It was recommended to the King Philip that the death sentence be commuted to life imprisonment and confiscation; the king acted accordingly, but in 1648, upon discovering the conspiracy of to make the Duke of Híjar into the king of Aragon the death sentence was carried out on the belief that the same forces were conspiring in Aragon. The Marquis was beheaded as a traitor December 12, 1648, at the Alcázar of Segovia as an example to others who would conspire against the centralizing power of Spain.

Attempting to rehabilitate his image, Medina Sidonia had the bizarre idea of challenging the King of Portugal to single combat, summoning him to meet at the Portuguese border near Valencia de Alcántara within a certain period of time. The Duke and his entourage traveled there and waited uselessly for 80 days, from October 1 to December 19, 1641.

Because of the Duke's great rank and fortune, Philip IV did not condemn him to death, but neither did he forget. He was exiled from court and never obtained permission to return to his Andalusian dominions. When he did so without permission, he was arrested and imprisoned in the Castle of Coca. He was deprived of the Seigneury of Sanlúcar, which reverted to the Crown, and in 1645 was deprived of the title of Captain General of the Coasts of Andalusia, which passed to the rival ducal family of the Medinaceli. He was also fined 200,000 ducats as a "generous donation" ("generoso donativo") to the king.
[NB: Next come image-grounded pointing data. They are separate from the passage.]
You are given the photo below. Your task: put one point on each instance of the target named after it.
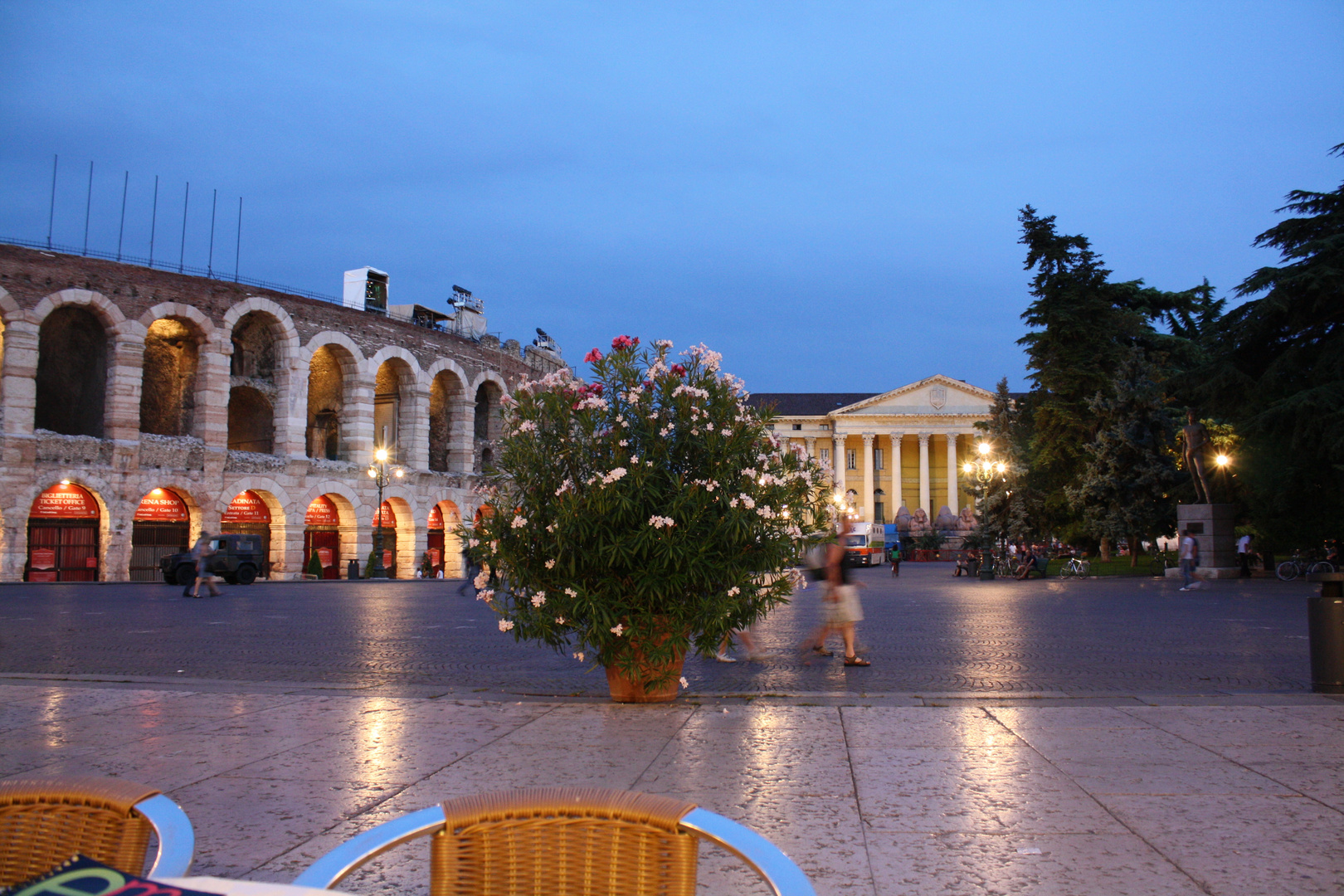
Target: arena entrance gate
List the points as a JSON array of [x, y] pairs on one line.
[[62, 536], [160, 527]]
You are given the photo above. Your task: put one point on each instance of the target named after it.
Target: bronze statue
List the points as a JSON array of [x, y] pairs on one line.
[[1196, 441]]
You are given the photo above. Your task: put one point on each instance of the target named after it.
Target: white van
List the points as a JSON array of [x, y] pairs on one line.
[[866, 544]]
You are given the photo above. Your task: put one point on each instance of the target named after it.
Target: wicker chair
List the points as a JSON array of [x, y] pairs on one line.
[[563, 841], [45, 821]]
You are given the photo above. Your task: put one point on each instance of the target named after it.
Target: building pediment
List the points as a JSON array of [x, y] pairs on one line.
[[937, 395]]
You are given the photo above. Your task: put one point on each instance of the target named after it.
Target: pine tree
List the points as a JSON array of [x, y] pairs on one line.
[[1127, 483]]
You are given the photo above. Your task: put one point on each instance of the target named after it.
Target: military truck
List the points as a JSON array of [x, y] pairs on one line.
[[236, 561]]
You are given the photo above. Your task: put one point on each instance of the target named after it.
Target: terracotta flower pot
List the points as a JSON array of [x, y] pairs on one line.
[[640, 687]]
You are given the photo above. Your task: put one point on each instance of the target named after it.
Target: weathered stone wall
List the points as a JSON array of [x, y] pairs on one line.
[[177, 353]]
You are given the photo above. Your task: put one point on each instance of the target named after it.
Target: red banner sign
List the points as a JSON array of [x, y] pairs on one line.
[[321, 512], [162, 505], [246, 507], [388, 519], [65, 501]]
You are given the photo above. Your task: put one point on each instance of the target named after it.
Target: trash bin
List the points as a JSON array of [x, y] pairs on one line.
[[1326, 633]]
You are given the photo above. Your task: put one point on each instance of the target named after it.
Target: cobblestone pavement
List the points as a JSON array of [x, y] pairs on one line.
[[925, 633], [877, 800]]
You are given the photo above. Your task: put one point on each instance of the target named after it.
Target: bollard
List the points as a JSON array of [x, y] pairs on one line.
[[1326, 633]]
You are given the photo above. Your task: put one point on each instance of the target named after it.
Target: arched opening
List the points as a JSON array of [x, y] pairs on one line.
[[251, 425], [168, 382], [442, 544], [487, 423], [247, 514], [327, 401], [71, 373], [162, 527], [392, 392], [63, 536], [321, 538], [251, 383], [446, 391], [385, 525]]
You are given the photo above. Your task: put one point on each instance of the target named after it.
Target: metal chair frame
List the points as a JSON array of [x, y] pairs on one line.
[[175, 835], [765, 859]]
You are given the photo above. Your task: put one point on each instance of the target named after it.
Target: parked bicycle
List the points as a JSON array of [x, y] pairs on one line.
[[1073, 567], [1298, 566]]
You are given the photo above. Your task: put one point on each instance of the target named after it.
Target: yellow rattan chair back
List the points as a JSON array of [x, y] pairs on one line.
[[563, 841], [45, 821]]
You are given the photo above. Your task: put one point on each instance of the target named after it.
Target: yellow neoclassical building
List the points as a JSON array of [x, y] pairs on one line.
[[894, 449]]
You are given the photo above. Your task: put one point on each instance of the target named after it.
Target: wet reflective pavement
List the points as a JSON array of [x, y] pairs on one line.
[[926, 633]]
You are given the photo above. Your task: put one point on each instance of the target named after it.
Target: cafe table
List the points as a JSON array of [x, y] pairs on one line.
[[242, 887]]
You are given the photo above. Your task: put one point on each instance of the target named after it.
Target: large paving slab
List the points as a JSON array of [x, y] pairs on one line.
[[867, 796]]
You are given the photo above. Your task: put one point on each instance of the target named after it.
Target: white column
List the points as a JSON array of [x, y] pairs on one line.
[[925, 499], [838, 461], [897, 494], [866, 499], [952, 473]]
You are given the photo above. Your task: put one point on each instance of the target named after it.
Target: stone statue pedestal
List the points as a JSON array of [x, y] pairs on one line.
[[1214, 528]]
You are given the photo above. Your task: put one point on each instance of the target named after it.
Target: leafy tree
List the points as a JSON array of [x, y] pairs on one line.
[[1278, 373], [1127, 484], [1083, 328]]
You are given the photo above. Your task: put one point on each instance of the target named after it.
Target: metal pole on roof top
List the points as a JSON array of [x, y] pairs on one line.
[[51, 210], [210, 265], [238, 246], [88, 206], [153, 219], [121, 231], [182, 251]]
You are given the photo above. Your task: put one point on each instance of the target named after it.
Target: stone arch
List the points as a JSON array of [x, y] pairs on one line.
[[171, 386], [332, 382], [448, 406], [74, 353], [113, 558], [396, 381]]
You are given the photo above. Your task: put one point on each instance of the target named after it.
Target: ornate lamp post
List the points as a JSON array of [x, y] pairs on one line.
[[378, 472], [986, 468]]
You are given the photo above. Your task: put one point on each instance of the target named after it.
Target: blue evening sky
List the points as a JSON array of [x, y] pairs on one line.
[[825, 192]]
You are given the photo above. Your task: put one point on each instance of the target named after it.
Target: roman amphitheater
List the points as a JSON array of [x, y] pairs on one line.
[[143, 407]]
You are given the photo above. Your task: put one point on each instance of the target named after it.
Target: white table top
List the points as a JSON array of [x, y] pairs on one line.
[[244, 887]]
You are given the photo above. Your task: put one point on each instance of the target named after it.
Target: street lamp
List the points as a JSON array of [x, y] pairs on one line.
[[984, 469], [378, 472]]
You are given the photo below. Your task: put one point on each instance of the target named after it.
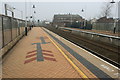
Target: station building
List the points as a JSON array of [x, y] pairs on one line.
[[61, 20]]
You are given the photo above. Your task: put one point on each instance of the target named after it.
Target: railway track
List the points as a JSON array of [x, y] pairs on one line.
[[105, 51]]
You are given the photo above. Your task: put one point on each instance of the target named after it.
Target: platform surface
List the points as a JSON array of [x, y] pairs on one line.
[[37, 56]]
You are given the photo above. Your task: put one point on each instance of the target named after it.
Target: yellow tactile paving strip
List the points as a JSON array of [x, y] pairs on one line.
[[14, 67]]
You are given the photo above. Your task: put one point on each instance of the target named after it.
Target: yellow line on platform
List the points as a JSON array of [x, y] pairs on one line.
[[76, 68]]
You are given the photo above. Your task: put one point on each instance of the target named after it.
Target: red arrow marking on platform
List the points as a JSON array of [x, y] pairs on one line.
[[51, 59], [48, 54], [47, 51], [32, 59], [30, 55], [31, 51]]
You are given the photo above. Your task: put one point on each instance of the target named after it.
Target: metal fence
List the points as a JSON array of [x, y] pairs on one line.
[[106, 26], [10, 29]]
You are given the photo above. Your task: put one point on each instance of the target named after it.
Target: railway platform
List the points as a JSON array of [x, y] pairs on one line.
[[43, 54]]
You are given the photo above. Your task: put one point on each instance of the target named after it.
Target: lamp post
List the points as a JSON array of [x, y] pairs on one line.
[[34, 15], [114, 26], [19, 11], [84, 20]]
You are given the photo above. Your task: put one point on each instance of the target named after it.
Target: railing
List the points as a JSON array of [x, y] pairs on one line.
[[11, 30]]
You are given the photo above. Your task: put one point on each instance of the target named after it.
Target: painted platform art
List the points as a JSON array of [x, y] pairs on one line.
[[39, 54]]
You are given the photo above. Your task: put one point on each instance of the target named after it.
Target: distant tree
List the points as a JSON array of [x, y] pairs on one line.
[[106, 10]]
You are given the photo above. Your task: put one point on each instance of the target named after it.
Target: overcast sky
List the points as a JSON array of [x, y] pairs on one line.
[[46, 10]]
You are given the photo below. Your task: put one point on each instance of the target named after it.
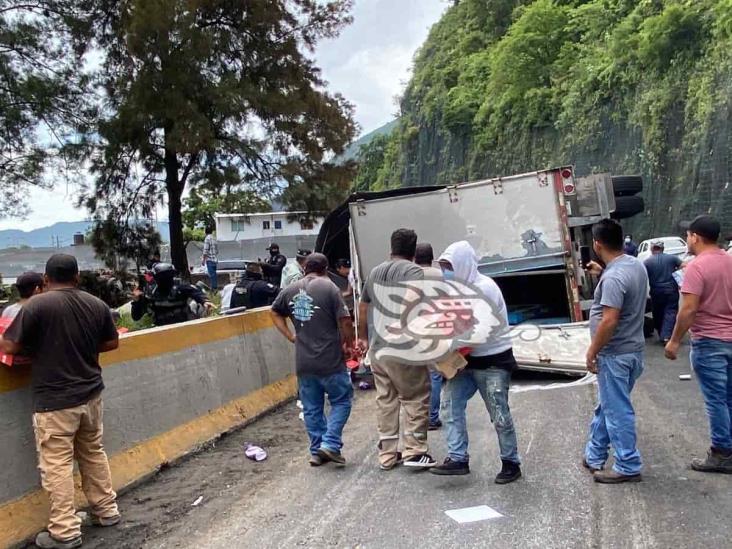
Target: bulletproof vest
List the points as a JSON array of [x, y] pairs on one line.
[[249, 294], [170, 309]]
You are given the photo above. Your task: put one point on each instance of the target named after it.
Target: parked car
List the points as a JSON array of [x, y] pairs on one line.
[[673, 245]]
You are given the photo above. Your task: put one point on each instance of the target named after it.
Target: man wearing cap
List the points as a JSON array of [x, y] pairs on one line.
[[664, 290], [28, 285], [706, 310], [250, 291], [294, 271], [323, 331], [272, 268], [63, 330]]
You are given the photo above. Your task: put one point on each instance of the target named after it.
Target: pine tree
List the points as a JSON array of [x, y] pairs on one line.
[[201, 91], [42, 93]]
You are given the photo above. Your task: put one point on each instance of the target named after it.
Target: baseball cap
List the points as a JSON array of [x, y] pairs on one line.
[[316, 263], [705, 226], [62, 268]]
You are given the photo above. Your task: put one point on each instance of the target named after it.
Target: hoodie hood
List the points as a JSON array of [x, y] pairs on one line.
[[464, 260]]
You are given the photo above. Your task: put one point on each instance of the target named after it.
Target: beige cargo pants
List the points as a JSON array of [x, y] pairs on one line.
[[401, 386], [61, 437]]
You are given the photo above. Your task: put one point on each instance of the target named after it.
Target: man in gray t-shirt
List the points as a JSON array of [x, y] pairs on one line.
[[397, 385], [323, 331], [615, 355]]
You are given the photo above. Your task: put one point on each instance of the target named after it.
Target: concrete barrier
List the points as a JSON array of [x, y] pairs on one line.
[[167, 390]]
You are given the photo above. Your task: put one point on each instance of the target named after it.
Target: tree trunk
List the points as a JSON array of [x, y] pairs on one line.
[[174, 188]]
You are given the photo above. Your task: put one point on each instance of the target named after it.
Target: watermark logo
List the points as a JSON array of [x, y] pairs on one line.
[[422, 321]]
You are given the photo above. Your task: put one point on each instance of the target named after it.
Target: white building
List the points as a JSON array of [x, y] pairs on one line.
[[239, 227]]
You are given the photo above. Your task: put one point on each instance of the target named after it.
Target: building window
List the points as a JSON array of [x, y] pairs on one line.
[[238, 225]]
His natural son Alonso (or Alfonso) Pérez de Guzmán y Marañón was granted the right to the family name by serving the king at sea, although always far from Andalusia, first as Corregidor of Cuzco in Peru, then as Captain General of the galleys of Sardinia and finally as Viceroy of Valencia.

==Reasons for failure==
The conspiracy—presuming, of course that it existed—appears to have failed because the conspirators could not pull together the resources and the allies they needed. The focus on external support—from Portugal, France, and the Netherlands—suggests a lack of internal support, despite the apparent malaise of wide swaths of Andalusian society at the time.

The conspiracy, which we can consider as a plot among the nobility, could not count on the popular masses, and their contacts seem to have been limited largely to the nobility, although at least one source says they were expecting support from the people of Seville and Jerez de la Frontera.

The weakness of the monarchy at the time was patent to anyone who chose to look. The rapid success of the Catalan and Portuguese rebels, the perception of widespread malaise, and the promise of help from abroad would certainly have encouraged the conspirators. But Medina Sidonia and Ayamonte were living in a mirage; in Catalonia and Portugal there was stronger popular support for independence movements than in Andalucía, where independence would perhaps have been more difficult to achieve, and may not even have been attempted.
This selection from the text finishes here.